Królestwo Liberl na kontynencie znanym jako Zemuria. W tym mały kraiku mieszka Estelle Bright, która wraz z przybranym bratem, Joshuą, postanawia pójść w ślady ojca i dołączyć do Gildii Bracerów – organizacji, w różny sposób zajmującej się ochroną ludzi. Wraz z otrzymaniem wszystkich potrzebnych uprawnień, by zostać młodszą członkinią zgrupowania, rusza na wyprawę, pozwalającą zyskać potrzebne do tej pracy doświadczenie. Gdy jednak okazuje się, że statek z jej ojcem na pokładzie zaginął w tajemniczych okolicznościach, sytuacja powoli zaczyna się komplikować, by rozrosnąć się na nieoczekiwaną skalę…

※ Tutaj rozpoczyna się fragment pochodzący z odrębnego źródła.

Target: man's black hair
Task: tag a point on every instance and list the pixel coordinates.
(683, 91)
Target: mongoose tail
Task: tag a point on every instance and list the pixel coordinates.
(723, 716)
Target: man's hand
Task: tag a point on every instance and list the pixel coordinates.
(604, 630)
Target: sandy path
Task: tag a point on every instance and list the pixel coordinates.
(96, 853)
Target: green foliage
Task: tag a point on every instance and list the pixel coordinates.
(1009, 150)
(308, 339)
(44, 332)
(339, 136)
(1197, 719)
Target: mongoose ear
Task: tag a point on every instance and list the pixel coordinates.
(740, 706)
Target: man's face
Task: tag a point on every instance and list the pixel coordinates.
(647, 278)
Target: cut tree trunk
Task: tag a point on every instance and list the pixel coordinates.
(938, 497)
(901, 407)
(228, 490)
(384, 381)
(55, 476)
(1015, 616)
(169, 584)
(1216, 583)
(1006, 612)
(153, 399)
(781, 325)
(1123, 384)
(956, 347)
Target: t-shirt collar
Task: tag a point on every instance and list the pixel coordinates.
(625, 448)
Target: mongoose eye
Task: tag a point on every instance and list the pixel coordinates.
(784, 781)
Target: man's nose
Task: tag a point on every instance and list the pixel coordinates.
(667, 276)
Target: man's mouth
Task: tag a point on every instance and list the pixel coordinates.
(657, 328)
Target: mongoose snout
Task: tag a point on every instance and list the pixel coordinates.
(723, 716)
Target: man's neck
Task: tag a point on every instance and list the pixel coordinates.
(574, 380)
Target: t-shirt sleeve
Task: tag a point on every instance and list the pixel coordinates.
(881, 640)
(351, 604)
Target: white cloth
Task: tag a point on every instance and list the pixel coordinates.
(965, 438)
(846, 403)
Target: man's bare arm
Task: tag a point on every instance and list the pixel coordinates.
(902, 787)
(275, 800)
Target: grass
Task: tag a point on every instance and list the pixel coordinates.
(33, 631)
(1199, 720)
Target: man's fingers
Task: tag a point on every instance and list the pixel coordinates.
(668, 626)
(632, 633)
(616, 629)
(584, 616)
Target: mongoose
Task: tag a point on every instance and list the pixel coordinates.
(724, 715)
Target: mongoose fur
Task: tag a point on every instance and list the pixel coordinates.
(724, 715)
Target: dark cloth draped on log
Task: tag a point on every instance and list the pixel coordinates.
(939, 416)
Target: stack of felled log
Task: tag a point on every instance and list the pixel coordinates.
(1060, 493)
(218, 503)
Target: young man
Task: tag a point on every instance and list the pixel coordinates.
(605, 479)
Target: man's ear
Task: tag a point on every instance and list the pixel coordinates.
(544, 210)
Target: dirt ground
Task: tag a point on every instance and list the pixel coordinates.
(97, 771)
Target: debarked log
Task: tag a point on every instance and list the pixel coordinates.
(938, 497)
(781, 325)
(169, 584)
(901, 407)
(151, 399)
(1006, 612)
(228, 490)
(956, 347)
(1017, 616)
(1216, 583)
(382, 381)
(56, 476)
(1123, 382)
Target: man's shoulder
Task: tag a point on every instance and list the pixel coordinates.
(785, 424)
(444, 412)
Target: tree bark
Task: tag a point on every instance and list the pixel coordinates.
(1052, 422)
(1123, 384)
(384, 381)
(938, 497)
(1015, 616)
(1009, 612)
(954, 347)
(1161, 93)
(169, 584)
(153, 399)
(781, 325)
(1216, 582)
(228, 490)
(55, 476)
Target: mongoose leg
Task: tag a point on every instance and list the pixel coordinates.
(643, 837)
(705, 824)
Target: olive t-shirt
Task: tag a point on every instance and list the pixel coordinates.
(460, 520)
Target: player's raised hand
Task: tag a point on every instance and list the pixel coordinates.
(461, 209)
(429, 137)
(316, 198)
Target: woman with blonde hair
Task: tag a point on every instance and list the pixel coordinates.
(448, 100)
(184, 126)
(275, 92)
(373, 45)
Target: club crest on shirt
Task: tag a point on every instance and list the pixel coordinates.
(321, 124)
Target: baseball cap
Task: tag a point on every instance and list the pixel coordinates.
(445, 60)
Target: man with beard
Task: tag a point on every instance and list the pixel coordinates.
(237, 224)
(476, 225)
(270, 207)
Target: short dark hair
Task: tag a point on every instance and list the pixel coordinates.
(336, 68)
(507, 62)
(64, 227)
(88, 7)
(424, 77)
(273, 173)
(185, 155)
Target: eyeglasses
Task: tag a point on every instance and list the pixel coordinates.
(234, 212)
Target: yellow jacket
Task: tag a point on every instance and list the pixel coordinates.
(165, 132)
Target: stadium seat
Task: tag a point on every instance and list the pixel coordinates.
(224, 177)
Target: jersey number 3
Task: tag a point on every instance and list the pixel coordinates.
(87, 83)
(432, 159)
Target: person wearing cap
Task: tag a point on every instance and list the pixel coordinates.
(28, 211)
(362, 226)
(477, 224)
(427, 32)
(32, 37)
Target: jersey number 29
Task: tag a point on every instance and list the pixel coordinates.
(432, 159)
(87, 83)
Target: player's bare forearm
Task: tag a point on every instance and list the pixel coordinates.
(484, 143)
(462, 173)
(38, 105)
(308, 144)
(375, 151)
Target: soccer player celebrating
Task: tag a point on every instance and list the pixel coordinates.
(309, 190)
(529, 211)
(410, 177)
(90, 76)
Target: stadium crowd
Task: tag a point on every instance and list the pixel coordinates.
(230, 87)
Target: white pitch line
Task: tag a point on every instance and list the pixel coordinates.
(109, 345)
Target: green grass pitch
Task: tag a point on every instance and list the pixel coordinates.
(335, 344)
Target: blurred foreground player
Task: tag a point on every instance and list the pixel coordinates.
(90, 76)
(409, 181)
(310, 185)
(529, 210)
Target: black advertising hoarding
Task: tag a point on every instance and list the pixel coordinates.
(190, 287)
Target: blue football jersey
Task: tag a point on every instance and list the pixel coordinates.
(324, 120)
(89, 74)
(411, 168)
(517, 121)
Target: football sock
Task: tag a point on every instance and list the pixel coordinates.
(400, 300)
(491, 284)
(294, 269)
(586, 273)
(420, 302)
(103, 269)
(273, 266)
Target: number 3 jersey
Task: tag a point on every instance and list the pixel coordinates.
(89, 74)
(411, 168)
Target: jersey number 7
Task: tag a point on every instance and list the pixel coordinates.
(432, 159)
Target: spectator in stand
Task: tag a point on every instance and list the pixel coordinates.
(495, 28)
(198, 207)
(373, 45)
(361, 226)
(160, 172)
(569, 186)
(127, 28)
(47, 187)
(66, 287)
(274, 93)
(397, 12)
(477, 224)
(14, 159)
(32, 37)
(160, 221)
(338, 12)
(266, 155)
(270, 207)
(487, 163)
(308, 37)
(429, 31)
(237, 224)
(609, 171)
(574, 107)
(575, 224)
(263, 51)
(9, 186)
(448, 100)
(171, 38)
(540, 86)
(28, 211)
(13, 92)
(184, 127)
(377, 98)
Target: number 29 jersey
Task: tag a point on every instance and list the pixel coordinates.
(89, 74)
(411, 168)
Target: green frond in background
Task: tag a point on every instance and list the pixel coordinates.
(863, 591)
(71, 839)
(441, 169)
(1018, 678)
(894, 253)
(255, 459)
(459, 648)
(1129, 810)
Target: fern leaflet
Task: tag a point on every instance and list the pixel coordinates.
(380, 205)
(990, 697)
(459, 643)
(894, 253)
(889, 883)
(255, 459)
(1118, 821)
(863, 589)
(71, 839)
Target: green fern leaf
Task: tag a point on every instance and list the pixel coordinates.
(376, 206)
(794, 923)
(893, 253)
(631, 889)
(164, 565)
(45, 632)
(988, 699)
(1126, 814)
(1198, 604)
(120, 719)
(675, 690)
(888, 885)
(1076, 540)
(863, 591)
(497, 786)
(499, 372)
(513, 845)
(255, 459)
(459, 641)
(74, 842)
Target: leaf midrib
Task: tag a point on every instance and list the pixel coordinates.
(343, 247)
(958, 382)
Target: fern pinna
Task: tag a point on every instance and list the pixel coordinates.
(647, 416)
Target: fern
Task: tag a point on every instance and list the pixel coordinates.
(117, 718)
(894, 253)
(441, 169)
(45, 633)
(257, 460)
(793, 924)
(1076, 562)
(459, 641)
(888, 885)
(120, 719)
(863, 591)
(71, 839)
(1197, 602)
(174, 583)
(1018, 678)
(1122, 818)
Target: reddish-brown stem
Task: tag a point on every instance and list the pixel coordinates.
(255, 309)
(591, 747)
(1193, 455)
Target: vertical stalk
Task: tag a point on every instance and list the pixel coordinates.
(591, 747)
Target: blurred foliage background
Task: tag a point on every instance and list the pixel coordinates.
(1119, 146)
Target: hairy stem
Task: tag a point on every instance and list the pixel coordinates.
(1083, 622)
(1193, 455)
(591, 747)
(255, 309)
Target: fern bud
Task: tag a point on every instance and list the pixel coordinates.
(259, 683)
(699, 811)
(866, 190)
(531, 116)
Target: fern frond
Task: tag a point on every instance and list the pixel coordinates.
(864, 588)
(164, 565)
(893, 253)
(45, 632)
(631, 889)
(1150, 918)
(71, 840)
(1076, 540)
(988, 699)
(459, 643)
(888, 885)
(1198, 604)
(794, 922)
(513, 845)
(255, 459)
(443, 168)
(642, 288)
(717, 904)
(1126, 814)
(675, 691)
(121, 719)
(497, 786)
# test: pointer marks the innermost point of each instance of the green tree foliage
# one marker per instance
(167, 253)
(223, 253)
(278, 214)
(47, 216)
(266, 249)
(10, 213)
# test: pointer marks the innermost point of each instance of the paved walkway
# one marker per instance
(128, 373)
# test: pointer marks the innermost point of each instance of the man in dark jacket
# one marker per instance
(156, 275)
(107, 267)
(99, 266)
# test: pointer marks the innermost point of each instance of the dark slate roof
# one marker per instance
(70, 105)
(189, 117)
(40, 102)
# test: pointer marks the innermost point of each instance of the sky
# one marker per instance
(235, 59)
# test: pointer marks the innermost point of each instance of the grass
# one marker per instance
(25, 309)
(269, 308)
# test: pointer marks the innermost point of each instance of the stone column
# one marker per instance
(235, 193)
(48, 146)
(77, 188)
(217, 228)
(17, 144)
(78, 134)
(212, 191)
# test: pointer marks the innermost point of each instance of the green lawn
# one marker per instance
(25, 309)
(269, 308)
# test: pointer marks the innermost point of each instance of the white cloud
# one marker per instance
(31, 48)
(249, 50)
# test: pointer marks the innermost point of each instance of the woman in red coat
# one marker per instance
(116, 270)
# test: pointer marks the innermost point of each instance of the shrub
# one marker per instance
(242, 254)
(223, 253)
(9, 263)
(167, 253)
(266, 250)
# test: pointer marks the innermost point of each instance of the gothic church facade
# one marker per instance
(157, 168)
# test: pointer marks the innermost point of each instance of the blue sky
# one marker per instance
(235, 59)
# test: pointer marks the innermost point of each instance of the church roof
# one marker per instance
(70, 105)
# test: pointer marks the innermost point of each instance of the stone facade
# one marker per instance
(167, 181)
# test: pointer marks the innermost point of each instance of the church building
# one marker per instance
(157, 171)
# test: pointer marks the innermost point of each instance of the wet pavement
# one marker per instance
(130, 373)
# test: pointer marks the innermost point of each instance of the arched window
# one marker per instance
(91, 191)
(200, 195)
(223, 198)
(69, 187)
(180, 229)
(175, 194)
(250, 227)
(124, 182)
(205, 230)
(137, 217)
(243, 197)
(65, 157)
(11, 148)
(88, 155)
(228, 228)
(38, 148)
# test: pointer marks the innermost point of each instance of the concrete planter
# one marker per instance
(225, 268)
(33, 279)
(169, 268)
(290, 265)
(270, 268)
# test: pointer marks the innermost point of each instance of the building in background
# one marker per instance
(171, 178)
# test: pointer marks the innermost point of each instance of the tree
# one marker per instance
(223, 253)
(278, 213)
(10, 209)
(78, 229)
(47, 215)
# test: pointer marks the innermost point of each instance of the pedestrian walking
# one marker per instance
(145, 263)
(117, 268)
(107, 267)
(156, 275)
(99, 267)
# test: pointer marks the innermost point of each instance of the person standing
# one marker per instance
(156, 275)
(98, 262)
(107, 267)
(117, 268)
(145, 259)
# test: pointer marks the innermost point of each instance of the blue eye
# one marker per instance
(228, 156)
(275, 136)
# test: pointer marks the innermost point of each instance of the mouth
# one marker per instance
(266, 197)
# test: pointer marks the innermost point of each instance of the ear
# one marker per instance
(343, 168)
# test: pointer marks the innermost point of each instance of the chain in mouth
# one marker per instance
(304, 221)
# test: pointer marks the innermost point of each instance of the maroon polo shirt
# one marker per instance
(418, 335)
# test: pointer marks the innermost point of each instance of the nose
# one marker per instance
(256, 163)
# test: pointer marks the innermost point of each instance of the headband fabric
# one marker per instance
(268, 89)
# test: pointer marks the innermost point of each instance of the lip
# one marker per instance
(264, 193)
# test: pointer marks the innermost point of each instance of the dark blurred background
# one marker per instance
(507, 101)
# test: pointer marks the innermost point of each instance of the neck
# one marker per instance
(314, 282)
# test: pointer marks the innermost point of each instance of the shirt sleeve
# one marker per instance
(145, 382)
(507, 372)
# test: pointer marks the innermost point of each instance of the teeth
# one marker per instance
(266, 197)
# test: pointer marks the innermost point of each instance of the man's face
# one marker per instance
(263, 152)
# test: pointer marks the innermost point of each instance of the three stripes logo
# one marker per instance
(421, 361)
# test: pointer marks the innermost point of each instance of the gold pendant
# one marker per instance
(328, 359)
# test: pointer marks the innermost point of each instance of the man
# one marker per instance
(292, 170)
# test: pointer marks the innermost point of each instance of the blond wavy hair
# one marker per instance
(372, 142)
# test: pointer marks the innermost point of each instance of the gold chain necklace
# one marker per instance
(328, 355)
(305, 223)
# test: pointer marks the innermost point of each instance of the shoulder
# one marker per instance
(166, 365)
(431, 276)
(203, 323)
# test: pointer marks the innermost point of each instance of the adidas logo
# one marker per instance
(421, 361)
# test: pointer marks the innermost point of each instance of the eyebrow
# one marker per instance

Gra jest dość klasycznym przedstawicielem kategorii jRPG. Tym, co ją wyróżnia, to ogromna historia związana z tytułem. W ramach rozgrywki przychodzi nam sporo wędrować pomiędzy poszczególnymi miastami Liberl, przyjmując kolejne zadania, zwiedzając najróżniejsze lokacje i lochy czy wypełniając kolejne zadania. Całości dopełnia naprawdę bogata fabuła. Oprócz głównego wątku, którego przejście trwa kilkadziesiąt godzin, czeka nas mnóstwo najróżniejszych zadań pobocznych z własną historią. Do tego można znaleźć naprawdę wiele książek i gazet, dostarczających sporo informacji na temat uniwersum.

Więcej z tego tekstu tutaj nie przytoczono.